Memphis, the ancient capital of Aneb-Hetch, the…
3105 BCE to 3094 BCE
Memphis, the ancient capital of Aneb-Hetch, the first nome of Lower Egypt, becomes the first capital of the new Egyptian state, unified through warfare.
Menes, the first pharaoh to unite Egypt's Two Lands, establishes his capital on the banks of the Nile by diverting the river with dikes, according to a legend recorded by the Egyptian priest Manetho, writing in the third century BCE.
Meni, the Egyptian form of the pharoah's name, is taken from the Turin and Abydos king lists (dated Dynasty XIX).
The name Menes means "He who endures".
Rather than a particular person, the name may conceal collectively the protodynastic pharaohs Ka, Scorpion and Narmer.

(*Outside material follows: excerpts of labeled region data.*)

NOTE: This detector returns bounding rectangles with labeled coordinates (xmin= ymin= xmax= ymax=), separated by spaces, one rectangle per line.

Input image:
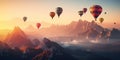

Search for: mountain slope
xmin=5 ymin=27 xmax=32 ymax=47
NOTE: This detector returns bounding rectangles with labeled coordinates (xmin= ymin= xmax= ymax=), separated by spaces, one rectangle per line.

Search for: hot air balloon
xmin=23 ymin=17 xmax=27 ymax=22
xmin=78 ymin=11 xmax=83 ymax=16
xmin=90 ymin=5 xmax=102 ymax=21
xmin=99 ymin=18 xmax=104 ymax=23
xmin=83 ymin=8 xmax=87 ymax=13
xmin=36 ymin=23 xmax=41 ymax=29
xmin=50 ymin=12 xmax=55 ymax=19
xmin=56 ymin=7 xmax=63 ymax=17
xmin=105 ymin=12 xmax=107 ymax=14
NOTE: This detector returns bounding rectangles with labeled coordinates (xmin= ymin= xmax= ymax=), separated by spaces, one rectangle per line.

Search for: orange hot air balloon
xmin=83 ymin=8 xmax=87 ymax=13
xmin=99 ymin=18 xmax=104 ymax=23
xmin=36 ymin=23 xmax=41 ymax=29
xmin=50 ymin=12 xmax=55 ymax=19
xmin=90 ymin=5 xmax=102 ymax=21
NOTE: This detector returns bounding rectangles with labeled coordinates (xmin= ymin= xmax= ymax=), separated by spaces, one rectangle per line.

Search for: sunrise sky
xmin=0 ymin=0 xmax=120 ymax=29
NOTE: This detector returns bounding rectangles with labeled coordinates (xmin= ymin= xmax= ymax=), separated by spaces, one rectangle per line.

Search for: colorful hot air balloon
xmin=50 ymin=12 xmax=55 ymax=19
xmin=78 ymin=11 xmax=83 ymax=16
xmin=99 ymin=18 xmax=104 ymax=23
xmin=36 ymin=23 xmax=41 ymax=29
xmin=83 ymin=8 xmax=87 ymax=13
xmin=90 ymin=5 xmax=102 ymax=21
xmin=23 ymin=17 xmax=27 ymax=22
xmin=56 ymin=7 xmax=63 ymax=17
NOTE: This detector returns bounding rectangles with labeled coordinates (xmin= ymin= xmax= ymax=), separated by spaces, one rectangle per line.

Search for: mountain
xmin=5 ymin=26 xmax=33 ymax=47
xmin=110 ymin=28 xmax=120 ymax=39
xmin=33 ymin=38 xmax=77 ymax=60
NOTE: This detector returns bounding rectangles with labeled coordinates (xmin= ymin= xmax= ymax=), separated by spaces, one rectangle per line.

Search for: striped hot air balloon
xmin=90 ymin=5 xmax=102 ymax=21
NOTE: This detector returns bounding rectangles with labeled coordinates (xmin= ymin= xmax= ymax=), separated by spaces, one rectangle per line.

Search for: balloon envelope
xmin=78 ymin=11 xmax=83 ymax=16
xmin=56 ymin=7 xmax=63 ymax=17
xmin=83 ymin=8 xmax=87 ymax=13
xmin=90 ymin=5 xmax=102 ymax=20
xmin=99 ymin=18 xmax=104 ymax=23
xmin=50 ymin=12 xmax=55 ymax=19
xmin=23 ymin=17 xmax=27 ymax=22
xmin=36 ymin=23 xmax=41 ymax=29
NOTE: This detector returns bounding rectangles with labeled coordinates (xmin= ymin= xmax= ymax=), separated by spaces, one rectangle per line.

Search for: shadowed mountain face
xmin=40 ymin=20 xmax=109 ymax=39
xmin=33 ymin=38 xmax=77 ymax=60
xmin=5 ymin=27 xmax=32 ymax=47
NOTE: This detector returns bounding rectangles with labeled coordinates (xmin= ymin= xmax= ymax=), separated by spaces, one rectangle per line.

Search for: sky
xmin=0 ymin=0 xmax=120 ymax=29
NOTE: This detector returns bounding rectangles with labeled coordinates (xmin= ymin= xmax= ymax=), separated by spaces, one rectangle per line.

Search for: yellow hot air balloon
xmin=99 ymin=18 xmax=104 ymax=23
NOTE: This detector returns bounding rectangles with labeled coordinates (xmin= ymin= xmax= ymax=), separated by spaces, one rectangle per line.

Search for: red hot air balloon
xmin=83 ymin=8 xmax=87 ymax=13
xmin=50 ymin=12 xmax=55 ymax=19
xmin=90 ymin=5 xmax=102 ymax=21
xmin=36 ymin=23 xmax=41 ymax=29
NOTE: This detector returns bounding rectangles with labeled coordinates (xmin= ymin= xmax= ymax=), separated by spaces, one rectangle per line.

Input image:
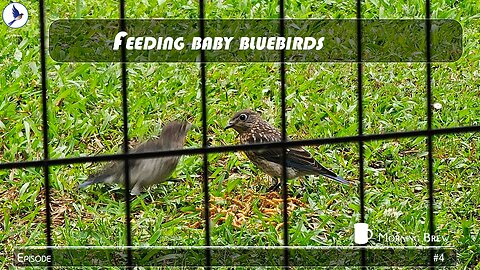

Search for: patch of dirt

The archaeological record for the Early Dynastic Period refers to the pharaohs by their Horus-names, while the historical record, as evidenced in the Turin and Abydos king lists, uses an alternative royal titulary, the nebty-name.
The different titular elements of a pharaoh's name are often used in isolation, for brevity's sake, although the choice varied according to circumstance and period.
Mainstream Egyptological consensus follows the findings of Flinders Petrie in reconciling the two records and connects Hor-Aha (archaeological) with the nebty-name Ity (historical).
The same process has led to the identification of the historical Menes (a nebty-name) with the Narmer (a Horus-name) evidenced in the archaeological record (both figures are credited with the unification of Egypt and as the first pharaoh of Dynasty I) as the predecessor of Hor-Aha (the second pharaoh).
The commonly used name Hor-Aha is a rendering of the pharaoh's Horus-name, an element of the royal titulary associated with the god Horus, and is more fully given as Horus-Aha.
There has been some controversy about Hor-Aha.
Some believe him to be the same individual as the legendary Menes and that he was the one to unify all of Egypt.
Others claim he was the son of Narmer, the pharaoh who unified Egypt.
Narmer and Menes may have been one pharaoh, referred to with more than one name.
Regardless, considerable historical evidence from the period points to Narmer as the pharaoh who first unified Egypt (see Narmer Palette) and to Hor-Aha as his son and heir.
Legend has it that Hor-Aha was carried away by a hippopotamus, the embodiment of the deity Seth.
Provided that Hor-Aha was the legendary Menes, another story has it that Hor-Aha was killed by a hippopotamus while hunting.
Hor-Aha's chief wife was Benerib, whose name was "written alongside his on a number of [historical] pieces, in particular, from tomb B14 at Abydos, Egypt".
Tomb B14 is located directly adjacent to Hor-Aha's sepulcher.
Hor-Aha also had another wife, Khenthap, with whom he became father of Djer.
She is mentioned as Djer's mother on the Cairo Annals Stone.
If Menes or Narmer and Hor-Aha were separate rulers, this would make Djer the third pharaoh in the dynasty.
The Abydos King List lists the second pharaoh as Teti, the Turin Canon lists Iteti, while Manetho lists Athothis.
Djer's Horus name means "Horus who succors".
Manetho indicates that the First Dynasty ruled from Memphis—and indeed Herneith, one of Djer’s wives, was buried nearby at Saqqara.
Manetho also claimed that Athothis, who is sometimes identified as Djer, had written a treatise on anatomy that still existed in his own day, nearly three millennia later.